Pauline Ferrand-Prévot l’a fait ! Seuls les Jeux Olympiques manquaient encore à son palmarès déjà légendaire, et c’est désormais un manque comblé. Vojo revient sur la carrière de celle qu’on peut d’ores et déjà qualifier de plus grande cycliste féminine de l’histoire.

Le chemin de cette quête olympique commence en Champagne. Reims n’est pas nécessairement la première ville à laquelle on pense quand on parle de VTT ou même de cyclisme. C’est pourtant là que Pauline Ferrand-Prévot nait en 1992. La famille est sportive, ses parents font du vélo et elle est apparentée à un certain Ludovic Dubau, champion de France XC en 1994 et père de Luca et Joshua Dubau. Ça, c’est pour planter le décor, et pour expliquer que ce n’est pas tout à fait par hasard qu’elle a débarqué dans le cyclisme.

On parle bien de cyclisme et pas d’une discipline en particulier, parce qu’une des particularités de Pauline Ferrand-Prévot est d’avoir brillé dans toutes les disciplines : route, cyclocross et bien sûr VTT. Une polyvalence aujourd’hui bien acceptée et même popularisée par d’autres coureurs (Pidcock, Van der Poel, Pieterse,…) mais qui n’avait absolument rien d’évident à l’époque !

L’éclosion avant l’explosion

Chez les cadettes et puis en juniors, on décèle déjà le talent multiple avec un titre de championne d’Europe de contre-la-montre junior décroché en 2009, couplé quelques jours plus tard avec le titre en VTT XC. Deuxième des championnats du monde sur route, c’est à VTT qu’elle s’adjuge son tout premier maillot arc-en-ciel la même année.

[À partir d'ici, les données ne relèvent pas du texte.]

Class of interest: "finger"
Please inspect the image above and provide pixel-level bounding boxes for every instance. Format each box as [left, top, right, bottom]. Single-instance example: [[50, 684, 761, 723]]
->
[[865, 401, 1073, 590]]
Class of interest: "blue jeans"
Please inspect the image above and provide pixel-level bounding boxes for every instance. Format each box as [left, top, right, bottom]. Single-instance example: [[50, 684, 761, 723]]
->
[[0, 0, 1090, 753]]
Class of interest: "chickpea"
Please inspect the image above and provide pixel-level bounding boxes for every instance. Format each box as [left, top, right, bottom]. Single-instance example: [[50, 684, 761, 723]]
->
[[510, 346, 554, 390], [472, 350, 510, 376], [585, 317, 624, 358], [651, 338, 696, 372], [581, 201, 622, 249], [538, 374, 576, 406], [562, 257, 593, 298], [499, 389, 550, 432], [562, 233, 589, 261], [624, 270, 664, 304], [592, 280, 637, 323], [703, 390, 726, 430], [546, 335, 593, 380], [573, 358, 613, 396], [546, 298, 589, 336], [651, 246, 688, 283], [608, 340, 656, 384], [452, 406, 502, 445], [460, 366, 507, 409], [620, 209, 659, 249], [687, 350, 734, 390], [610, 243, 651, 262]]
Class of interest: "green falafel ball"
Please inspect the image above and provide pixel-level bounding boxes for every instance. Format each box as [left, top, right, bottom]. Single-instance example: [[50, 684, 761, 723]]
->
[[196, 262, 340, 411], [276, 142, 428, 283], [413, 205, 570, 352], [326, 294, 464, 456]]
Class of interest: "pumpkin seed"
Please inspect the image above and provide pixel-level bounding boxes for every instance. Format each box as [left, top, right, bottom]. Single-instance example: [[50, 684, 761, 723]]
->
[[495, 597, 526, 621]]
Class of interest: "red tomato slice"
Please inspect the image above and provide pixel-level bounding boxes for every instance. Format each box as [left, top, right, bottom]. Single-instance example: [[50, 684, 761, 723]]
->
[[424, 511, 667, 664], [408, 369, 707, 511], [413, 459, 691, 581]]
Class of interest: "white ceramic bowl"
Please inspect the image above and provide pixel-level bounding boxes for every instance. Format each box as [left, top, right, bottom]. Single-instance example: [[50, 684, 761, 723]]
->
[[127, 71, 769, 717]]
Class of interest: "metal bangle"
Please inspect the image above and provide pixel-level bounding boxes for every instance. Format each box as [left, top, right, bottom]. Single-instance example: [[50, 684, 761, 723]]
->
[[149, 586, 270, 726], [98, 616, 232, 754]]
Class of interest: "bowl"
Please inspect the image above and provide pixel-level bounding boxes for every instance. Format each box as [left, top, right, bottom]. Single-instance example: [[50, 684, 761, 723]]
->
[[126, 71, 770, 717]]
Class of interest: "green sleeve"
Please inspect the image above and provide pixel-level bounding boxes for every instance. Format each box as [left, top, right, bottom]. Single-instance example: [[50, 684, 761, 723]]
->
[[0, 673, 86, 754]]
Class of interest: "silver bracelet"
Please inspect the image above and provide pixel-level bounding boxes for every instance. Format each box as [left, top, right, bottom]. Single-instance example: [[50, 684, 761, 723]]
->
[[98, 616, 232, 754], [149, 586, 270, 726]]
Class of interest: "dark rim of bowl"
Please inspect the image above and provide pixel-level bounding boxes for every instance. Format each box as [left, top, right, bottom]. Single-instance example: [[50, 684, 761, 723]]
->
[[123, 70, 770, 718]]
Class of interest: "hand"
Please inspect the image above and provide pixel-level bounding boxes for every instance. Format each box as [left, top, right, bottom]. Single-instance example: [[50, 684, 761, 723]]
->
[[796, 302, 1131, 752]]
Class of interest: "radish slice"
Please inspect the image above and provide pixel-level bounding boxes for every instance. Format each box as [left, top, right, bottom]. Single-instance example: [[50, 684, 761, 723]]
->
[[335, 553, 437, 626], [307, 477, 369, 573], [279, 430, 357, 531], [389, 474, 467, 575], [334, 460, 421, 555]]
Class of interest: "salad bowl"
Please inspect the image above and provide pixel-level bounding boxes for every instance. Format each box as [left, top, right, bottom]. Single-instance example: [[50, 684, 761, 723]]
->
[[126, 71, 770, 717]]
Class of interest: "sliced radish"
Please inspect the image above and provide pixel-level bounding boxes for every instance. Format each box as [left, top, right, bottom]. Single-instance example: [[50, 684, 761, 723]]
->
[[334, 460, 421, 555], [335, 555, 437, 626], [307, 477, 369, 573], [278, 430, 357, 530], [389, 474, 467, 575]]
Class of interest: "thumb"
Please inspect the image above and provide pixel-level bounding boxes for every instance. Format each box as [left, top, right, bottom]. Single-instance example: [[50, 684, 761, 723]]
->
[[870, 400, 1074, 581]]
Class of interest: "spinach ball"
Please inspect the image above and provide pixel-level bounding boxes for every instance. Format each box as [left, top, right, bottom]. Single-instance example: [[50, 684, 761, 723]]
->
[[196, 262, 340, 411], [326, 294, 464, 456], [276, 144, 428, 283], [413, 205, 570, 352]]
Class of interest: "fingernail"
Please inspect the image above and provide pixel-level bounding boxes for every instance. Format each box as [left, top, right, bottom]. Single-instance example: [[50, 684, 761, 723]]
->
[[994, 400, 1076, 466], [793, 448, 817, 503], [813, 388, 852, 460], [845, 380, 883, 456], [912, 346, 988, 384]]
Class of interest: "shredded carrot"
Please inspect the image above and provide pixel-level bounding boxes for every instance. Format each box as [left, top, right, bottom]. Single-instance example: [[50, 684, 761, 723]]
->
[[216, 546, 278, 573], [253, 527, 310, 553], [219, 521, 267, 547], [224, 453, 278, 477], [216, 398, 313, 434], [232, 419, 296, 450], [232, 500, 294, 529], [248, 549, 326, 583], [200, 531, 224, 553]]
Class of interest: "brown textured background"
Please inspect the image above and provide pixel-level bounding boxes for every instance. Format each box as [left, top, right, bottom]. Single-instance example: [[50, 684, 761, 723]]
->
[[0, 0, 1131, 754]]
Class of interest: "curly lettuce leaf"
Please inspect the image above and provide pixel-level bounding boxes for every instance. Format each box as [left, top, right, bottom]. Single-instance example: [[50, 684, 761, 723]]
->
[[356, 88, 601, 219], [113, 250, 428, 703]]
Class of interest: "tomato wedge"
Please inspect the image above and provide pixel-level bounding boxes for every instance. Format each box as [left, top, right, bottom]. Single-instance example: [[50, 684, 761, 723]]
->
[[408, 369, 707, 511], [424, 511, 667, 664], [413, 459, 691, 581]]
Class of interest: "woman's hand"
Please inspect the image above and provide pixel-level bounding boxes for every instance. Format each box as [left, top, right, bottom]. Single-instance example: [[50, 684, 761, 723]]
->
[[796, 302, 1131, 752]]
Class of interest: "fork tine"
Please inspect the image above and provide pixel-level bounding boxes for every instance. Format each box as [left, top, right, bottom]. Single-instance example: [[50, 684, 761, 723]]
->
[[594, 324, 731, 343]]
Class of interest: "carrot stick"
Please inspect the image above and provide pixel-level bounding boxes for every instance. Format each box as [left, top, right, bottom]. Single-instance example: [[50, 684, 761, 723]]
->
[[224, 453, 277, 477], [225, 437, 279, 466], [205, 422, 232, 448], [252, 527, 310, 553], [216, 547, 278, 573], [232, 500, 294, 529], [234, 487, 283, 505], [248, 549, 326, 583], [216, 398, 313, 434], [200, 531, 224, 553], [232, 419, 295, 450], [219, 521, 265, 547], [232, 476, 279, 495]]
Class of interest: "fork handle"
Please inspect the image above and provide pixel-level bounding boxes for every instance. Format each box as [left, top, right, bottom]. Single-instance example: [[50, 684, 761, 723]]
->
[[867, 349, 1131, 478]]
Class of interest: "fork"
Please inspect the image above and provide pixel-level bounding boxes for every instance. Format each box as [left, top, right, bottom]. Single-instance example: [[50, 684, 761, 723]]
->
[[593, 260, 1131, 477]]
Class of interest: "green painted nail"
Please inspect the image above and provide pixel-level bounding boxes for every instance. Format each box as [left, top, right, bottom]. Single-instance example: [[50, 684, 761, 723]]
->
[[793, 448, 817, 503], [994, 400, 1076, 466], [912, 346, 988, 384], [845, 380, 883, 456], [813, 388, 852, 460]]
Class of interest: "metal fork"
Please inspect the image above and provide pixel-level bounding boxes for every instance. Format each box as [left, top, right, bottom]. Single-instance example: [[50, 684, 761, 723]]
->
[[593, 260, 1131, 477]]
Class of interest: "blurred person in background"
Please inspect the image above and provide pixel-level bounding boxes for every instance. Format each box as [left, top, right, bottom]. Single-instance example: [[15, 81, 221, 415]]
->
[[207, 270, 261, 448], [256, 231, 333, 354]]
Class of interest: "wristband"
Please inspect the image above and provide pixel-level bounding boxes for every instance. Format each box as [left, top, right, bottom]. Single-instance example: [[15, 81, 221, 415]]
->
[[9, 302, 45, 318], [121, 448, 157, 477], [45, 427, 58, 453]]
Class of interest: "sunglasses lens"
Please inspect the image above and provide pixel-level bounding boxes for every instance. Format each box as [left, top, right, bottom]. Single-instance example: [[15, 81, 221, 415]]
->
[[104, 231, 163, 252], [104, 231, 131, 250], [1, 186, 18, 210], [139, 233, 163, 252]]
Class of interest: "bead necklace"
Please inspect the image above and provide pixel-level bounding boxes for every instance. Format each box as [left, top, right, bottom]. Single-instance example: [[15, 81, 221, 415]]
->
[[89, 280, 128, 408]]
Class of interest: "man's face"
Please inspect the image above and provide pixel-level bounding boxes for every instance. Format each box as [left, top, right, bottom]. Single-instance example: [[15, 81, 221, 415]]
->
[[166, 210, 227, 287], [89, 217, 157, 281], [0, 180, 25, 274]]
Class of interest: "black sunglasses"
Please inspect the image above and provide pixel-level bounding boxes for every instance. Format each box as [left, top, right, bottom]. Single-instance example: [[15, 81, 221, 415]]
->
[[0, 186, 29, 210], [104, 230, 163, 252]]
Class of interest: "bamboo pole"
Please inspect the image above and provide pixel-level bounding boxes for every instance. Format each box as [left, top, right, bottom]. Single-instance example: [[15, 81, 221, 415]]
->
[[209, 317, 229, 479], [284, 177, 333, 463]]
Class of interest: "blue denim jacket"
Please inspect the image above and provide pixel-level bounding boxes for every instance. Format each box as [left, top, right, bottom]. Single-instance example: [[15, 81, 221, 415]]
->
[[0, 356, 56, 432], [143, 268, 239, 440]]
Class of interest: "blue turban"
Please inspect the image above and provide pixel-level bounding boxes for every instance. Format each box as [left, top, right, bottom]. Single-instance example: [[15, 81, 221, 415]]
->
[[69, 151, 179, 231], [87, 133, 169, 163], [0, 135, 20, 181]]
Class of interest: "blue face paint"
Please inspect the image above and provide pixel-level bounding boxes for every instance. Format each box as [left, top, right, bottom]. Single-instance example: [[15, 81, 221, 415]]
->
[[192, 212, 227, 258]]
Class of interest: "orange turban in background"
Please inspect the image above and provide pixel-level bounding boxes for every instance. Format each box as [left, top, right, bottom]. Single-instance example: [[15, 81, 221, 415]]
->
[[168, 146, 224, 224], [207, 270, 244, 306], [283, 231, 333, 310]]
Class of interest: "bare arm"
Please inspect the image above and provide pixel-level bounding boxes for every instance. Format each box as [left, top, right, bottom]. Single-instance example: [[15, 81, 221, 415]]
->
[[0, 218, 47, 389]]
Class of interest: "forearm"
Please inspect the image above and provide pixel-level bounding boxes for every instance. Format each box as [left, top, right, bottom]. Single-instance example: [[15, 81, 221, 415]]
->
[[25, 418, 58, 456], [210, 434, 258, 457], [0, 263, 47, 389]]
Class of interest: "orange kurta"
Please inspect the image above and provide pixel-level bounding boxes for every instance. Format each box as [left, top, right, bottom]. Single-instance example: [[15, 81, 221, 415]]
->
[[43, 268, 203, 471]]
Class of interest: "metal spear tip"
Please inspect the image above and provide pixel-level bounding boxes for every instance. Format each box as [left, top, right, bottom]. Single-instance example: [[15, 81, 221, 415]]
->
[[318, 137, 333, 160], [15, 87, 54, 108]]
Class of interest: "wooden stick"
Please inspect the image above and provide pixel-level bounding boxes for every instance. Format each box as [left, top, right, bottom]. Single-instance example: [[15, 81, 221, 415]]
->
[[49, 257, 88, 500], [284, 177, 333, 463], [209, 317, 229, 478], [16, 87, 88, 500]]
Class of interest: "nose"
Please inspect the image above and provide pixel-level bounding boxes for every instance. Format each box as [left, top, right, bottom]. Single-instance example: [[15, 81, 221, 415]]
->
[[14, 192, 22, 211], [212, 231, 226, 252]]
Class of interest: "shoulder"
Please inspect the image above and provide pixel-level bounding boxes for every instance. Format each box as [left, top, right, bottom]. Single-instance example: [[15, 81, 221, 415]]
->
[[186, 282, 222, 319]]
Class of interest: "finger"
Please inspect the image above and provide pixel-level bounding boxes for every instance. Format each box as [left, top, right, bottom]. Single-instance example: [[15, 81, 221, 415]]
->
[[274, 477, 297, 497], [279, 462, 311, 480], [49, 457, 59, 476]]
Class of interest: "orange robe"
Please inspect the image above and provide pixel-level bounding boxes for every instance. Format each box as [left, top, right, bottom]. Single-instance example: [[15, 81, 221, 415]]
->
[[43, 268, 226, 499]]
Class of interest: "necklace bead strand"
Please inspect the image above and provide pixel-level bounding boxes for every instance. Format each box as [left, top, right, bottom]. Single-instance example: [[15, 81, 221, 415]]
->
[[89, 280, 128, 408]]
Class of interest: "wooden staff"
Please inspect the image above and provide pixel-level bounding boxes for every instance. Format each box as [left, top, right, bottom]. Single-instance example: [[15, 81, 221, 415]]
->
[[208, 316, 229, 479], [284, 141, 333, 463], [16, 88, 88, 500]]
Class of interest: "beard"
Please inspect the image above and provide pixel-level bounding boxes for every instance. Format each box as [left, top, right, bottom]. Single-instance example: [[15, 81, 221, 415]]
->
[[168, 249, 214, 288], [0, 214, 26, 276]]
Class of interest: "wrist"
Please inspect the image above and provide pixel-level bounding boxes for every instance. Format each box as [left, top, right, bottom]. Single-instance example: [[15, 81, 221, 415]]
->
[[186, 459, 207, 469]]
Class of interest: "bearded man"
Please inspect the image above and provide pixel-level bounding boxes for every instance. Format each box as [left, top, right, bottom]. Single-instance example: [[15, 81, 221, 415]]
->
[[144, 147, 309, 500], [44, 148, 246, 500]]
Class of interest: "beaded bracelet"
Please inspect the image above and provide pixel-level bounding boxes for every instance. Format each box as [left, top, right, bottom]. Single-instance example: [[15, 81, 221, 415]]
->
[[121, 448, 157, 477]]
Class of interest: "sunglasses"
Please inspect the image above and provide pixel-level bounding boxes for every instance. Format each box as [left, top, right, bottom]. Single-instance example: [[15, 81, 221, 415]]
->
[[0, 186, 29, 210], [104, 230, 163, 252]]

En Espoirs, elle poursuit sur les deux fronts, avec de belles places d’honneur sur route et en cyclocross, mais surtout des succès marquants à VTT, en enchaînant 4 victoires en 5 participations à la coupe du monde XC U23 en 2011 ! Pour la saison 2012, elle quitte prématurément le team Lapierre pour rejoindre l’armada Rabobank (Stichting Rabo Women). Ses débuts chez les Elites se passent bien. Très bien même : en signant son premier podium lors de la 2e manche de la saison 2012 à Houffalize, elle décroche son billet pour les JO de Londres ! Trop tôt pour des Jeux ? Peut-être. Elle termine 26e, loin derrière sa compatriote Julie Bresset qui décroche la médaille d’or. Mais elle est jeune et on se dit que c’est une bonne expérience acquise.

En 2014, c’est l’explosion : championne de France de cyclocross, vainqueur de la Flèche Wallonne, 2e du Giro féminin, deux victoires en coupe du monde VTT et surtout un premier titre mondial Elite sur route conquis en septembre à Ponferrada ! C’est l’événement : elle est la première Française à décrocher ce maillot depuis Jeannie Longo. A star is born !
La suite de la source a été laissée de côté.